延宝5年(1677)創業の伏見の清酒「神聖」の酒蔵の一棟を改造したお店。手ごろなお値段の鶏料理のお食事処。お味のほうも”おてごろ”でした。また伏見の蔵元のお酒も楽しめる。まだお昼なので嗜みませんでしたが。
営業時間は、平日(11:30~23:00)、日曜・祝日(11:00~23:00)
定休日:月曜日(祝日除く)





 伏見大手筋商店街  



伏見の生活の中心、「大手筋商店街」アーケードを歩きます。名前のとおりかっての伏見城大手門に通ずる道です。現在は、アーケードの東出口に京阪電車・伏見桃山駅、近鉄電車・桃山御陵前駅があり、そこから東へ行くと明治天皇伏見桃山陵です。
約400m続くアーケードは生活感に溢れ、寺田屋周辺の雰囲気とは一変します。

大手筋商店街の中ほど、みずほ銀行の角の路地を少し北に行くと源空寺という小さなお寺がある。
目に付くのは、入って直ぐの二層からなる立派な山門。二階に紅い欄干をもつこの門は、お寺の門というイメージはありません。
この山門は伏見城廃城のときに移築されたもの。貴重な旧伏見城の遺構です。山門の階下には、寺宝の「朝日大黒天」が祀られている。この大黒天像は、元伏見城巽櫓にあった豊臣秀吉の持念仏だったそうです。

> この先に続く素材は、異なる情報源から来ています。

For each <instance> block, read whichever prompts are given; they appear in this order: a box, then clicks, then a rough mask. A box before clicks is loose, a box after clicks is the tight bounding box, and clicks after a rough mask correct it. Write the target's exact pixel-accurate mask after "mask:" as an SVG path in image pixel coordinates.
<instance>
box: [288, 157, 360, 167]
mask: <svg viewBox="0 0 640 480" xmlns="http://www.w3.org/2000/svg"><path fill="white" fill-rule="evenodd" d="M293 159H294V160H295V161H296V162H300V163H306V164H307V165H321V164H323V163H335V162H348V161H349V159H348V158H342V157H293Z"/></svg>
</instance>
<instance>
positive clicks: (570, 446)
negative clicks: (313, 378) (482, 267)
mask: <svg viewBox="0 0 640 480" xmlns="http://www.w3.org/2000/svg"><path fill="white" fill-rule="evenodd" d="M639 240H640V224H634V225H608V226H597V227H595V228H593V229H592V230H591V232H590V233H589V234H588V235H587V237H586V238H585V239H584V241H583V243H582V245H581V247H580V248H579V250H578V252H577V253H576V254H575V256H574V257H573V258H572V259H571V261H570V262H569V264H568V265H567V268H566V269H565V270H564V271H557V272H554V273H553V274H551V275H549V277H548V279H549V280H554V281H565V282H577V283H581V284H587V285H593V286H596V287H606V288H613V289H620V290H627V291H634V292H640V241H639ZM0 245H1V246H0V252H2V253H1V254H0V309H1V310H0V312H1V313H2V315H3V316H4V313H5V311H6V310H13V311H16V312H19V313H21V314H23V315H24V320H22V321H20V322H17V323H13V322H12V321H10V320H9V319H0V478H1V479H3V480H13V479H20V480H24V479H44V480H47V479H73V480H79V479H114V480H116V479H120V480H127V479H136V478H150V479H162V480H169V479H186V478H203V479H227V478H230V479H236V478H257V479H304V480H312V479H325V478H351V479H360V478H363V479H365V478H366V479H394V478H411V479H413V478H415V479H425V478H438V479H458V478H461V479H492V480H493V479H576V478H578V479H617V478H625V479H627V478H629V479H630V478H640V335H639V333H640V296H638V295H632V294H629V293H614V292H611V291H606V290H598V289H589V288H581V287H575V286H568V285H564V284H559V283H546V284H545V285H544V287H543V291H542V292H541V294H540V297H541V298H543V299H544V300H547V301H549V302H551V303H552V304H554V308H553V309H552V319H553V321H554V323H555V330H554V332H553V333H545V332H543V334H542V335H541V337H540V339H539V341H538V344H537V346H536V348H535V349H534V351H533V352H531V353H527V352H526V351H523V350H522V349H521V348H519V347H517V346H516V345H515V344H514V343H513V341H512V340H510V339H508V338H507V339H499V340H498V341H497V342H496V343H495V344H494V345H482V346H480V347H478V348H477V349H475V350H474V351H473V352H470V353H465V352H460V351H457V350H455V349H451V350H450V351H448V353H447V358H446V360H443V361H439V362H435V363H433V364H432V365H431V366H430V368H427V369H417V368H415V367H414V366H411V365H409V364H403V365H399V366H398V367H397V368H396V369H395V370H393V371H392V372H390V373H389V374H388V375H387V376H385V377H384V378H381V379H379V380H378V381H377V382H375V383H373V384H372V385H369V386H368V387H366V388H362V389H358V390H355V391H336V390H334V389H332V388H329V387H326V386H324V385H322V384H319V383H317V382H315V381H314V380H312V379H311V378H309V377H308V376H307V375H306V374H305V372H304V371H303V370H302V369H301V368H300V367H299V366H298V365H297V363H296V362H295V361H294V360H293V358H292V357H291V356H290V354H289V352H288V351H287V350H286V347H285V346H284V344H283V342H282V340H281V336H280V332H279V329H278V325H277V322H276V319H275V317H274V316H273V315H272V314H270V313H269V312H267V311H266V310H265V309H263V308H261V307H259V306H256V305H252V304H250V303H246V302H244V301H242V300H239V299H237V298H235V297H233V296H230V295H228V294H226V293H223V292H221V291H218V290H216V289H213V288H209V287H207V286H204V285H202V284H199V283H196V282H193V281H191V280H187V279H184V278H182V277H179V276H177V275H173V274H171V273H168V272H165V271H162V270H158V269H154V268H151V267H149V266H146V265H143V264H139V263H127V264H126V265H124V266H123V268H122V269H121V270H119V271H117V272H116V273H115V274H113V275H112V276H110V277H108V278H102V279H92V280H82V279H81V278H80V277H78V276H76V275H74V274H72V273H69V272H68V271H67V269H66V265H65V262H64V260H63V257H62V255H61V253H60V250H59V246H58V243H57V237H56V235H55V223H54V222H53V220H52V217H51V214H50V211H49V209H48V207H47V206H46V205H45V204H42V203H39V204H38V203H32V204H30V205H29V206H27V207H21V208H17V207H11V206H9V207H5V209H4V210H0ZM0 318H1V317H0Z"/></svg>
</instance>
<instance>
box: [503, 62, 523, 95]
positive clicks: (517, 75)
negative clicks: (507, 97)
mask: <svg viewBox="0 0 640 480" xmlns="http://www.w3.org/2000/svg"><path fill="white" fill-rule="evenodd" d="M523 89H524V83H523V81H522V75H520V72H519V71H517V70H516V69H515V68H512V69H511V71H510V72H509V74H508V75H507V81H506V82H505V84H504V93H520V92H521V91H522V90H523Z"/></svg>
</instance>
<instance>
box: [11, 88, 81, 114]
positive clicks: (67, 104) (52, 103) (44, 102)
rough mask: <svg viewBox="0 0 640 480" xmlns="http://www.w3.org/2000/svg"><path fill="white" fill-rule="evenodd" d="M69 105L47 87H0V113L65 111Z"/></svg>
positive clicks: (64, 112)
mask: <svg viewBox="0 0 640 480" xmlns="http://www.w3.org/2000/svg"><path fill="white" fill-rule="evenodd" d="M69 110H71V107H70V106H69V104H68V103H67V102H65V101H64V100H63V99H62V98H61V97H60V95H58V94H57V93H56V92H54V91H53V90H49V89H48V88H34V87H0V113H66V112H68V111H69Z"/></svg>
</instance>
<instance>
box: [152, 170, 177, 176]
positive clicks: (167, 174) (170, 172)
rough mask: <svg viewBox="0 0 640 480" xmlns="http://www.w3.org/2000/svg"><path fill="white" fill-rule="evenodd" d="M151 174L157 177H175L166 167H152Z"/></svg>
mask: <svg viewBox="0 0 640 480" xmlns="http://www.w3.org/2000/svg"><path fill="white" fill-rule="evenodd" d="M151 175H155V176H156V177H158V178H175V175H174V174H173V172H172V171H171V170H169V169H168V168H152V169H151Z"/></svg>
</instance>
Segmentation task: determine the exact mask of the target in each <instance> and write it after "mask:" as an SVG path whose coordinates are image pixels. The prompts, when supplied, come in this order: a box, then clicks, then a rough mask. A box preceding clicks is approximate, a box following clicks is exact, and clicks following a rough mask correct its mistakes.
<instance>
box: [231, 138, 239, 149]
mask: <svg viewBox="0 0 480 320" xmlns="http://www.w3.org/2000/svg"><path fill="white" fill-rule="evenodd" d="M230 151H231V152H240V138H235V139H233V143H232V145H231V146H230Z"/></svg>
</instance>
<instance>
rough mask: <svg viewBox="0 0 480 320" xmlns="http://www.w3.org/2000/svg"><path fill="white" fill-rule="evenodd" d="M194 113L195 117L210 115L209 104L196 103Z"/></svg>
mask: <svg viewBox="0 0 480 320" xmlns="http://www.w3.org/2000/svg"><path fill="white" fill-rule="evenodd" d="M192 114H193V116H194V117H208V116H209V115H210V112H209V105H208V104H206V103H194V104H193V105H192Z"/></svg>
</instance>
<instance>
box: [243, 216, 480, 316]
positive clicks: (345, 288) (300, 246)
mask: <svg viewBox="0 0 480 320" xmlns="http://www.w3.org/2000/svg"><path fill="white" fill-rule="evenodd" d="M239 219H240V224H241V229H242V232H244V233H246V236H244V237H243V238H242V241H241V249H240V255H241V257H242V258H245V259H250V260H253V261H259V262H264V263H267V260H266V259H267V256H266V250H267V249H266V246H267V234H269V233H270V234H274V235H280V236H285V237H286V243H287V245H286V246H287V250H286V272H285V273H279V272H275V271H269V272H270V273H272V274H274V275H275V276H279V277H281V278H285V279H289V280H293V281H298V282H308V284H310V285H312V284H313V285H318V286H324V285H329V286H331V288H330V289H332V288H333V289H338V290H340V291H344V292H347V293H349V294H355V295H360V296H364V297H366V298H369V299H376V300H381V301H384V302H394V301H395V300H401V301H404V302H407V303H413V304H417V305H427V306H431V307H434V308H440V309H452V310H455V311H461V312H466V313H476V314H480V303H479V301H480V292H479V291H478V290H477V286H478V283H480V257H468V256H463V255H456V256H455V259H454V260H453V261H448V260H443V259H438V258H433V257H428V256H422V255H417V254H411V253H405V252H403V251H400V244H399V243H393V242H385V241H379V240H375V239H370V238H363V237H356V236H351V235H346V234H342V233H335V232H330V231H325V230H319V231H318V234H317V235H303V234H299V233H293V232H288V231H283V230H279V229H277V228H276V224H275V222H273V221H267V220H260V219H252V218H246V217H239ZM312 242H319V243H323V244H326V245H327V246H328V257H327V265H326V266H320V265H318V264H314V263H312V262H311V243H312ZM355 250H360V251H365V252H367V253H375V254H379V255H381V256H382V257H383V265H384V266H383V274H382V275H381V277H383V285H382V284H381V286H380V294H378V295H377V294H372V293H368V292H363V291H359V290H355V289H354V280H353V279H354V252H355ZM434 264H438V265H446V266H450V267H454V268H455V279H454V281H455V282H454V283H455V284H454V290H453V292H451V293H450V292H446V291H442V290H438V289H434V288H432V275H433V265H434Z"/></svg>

アーケードの東の出口手前に、名物のからくり時計があります。近畿労働金庫・伏見支店の二階です。通常は扉が閉まっているのですが、正午、1時、2時・・・と1時間ごとに扉が開き、からくり人形が登場します。上段から伏見にゆかりの深い人物が次々と姿を見せる。
まずゼンジー北京と?。
二番目は、森の石松と五条橋の牛若丸、伏見とどう関るのでしょうか?
三番目は、秀吉、伏見城と、淀殿(北政所?、篤姫?)
四段目は、坂本龍馬、近藤勇と酒造り職人
全員登場し、少しだけ演技し閉じられていきます。全上演時間は4分くらいです。

からくり時計のある近畿労働金庫・伏見支店の東角に「此付近伏見銀座跡」の石碑が建てられている。昭和45年石碑建立。地名も「伏見区両替町三丁目」。

関ケ原戦に勝利した徳川家康は、慶長6(1601)年5月通用銀の全国統一を図るため、伏見のこの地に初めて銀座を設け、四町にわたって会所や座人屋敷が置かれた。その後、伏見銀座は廃止となり京都へ移され、さらに江戸や大阪へと広がる。ここが全国各地の「銀座」の発祥地なのです。